PX5 est donc conçu, selon ses promoteurs, pour les appareils embarqués les plus limités en ressources, car il nécessite moins de 1 Ko de mémoire de zone d'instructions pour un fonctionnement minimal, sans recours à une MMU, et 10 Ko pour la plupart des applications. A comparer aux mégaoctets de mémoire réclamés par la plupart des implantations Linux. Avec en sus le respect du déterminisme quelle que soit la charge du système  avec un changement de contexte entièrement déterministe et des appels d’API qui prennent moins de 1 µs.

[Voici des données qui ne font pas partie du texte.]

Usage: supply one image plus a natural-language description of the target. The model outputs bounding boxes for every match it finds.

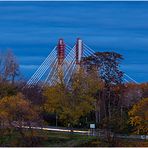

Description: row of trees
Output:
[0,51,148,146]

Qualifié d’Industrial Grade par ses concepteurs, en raison de sa capacité à respecter des contraintes fortes de sûreté de fonctionnement, PX5 est capable de vérifier notamment tous les pointeurs de fonction, les adresses de retour et la mémoire allouée, réduisant ainsi le risque de corruption accidentelle ou intentionnelle de la mémoire. Le système est écrit en C générique, avec une quantité minimale de dépendance spécifique au processeur et au compilateur utilisés.

Conséquence, il peut selon ses concepteurs être porté sur n’importe quelle architecture 8/16/32/64 bits avec une prise en charge du compilateur C. D’ores et déjà  PX5 est implanté sur les architectures Arm Cortex-M, Cortex-R et Cortex-A, et est pris en charge par les outils de développement d’IAR Systems (qui ont été utilisés pour son développement par les équipes de PX5), les outils Arm et les outils open source GCC.

Disponible sous forme commerciale (avec une licence d’exploitation) ou en open source, PX5 sera intégré très rapidement, selon Bill Lamie, à de nombreux projets open source embarqués populaires, notamment LwIP, FatFS, LittleFS, LVGL et TinyUSB.

Enfin, PX5 est d'ores et déjà soutenu par des sociétés partenaires du projet, comme Cypherbridge Systems, société californienne qui développe des logiciels de sécurité, Clarinox, éditeur de piles de protocoles Buetooth et Wi-Fi pour l’embarqué, et Percepio, éditeur suédois qui propose sous le nom de Tracealyzer un logiciel de visualisation et d'analyse d’exécution du code sur des systèmes d’exploitation embarqués.